Once your FAFSA is processed, the graduate schools you listed will send you financial aid award letters detailing the types and amounts of aid you qualify for. These packages may include a combination of federal loans, work-study opportunities, and possibly institutional aid. Carefully compare these offers, considering factors such as loan interest rates, repayment options, and the total amount of aid.

Meeting FAFSA deadlines is crucial for securing financial aid. The federal deadline for the FAFSA is June 30th of the academic year for which you are applying for aid. However, many states and schools have earlier deadlines, and some forms of aid are awarded on a first-come, first-served basis. Check with your specific graduate programs for their priority deadlines to ensure you do not miss out on available funds.

Student Loans For Graduate School

Taking out a loan should be your last resort for paying for graduate school, as this is money you will have to repay to the lender with interest.

There are two types of loans you should consider: federal and private.

Federal loans

There are five types of federal student loans: Direct Subsidized Loans (Stafford loans), Direct Unsubsidized Loans, Perkins Loans, Direct PLUS Loans, and Direct Consolidation Loans.

  1. Direct Subsidized Loans are not available to graduate students.
  2. Direct Unsubsidized Loans (unsubsidized Stafford loans) come with eligibility requirements, but you don't have to prove financial need.
  3. Perkins Loans are available to graduate students who demonstrate exceptional financial need.
  4. Direct PLUS Loans are available to eligible graduate students and parents.
  5. Direct Consolidation Loans allow borrowers to consolidate multiple federal student loans into a single loan with a single monthly payment.

Private loans

Private loans for grad students are the last option to explore, as they usually come with higher interest rates than federal loans. Make sure to get informed and compare private student loans to choose the best ones to apply for, as they are a valuable financial resource if used wisely.

These loans don't come from the government but from independent lenders, like banks or credit unions. They can help you in paying for living expenses, tuition, fees, and books while going to grad school. Private student loans frequently have flexible borrowing restrictions and may allow you to take out as much money as necessary to cover your educational costs. The terms and conditions of private loans differ depending on the lender. Note that the interest rates on them are usually higher than on federal loans.

When you are researching private loan options, make sure to take into account things like interest rates, repayment lengths, and other variables. Be careful to avoid borrowing a sum that will make repayment too challenging or is more than you are confident you can repay!
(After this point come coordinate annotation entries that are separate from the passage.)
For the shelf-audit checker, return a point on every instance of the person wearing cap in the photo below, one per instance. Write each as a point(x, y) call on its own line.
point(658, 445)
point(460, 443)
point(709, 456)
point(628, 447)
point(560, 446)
Financial Aid for Graduate School - Next Steps

Once you have learned to differentiate among different types of financial aid that might be available to you, the next step is to get more information by contacting each institution's financial aid office and by doing your own research on the other options outlined in this article. By addressing the financial realities of graduate school well before the first day of classes, you'll be in a much better position for long-term academic and professional successs.


Yes, you can get different types of financial aid for graduate school. To establish your eligibility, you need to explore the options available: scholarships, grants, and loans.

You can get up to $20,500 in Direct Unsubsidized Loans per year, with an aggregate limit of $138,500 (including any loans you've received as an undergrad). You can also get different grants and scholarships.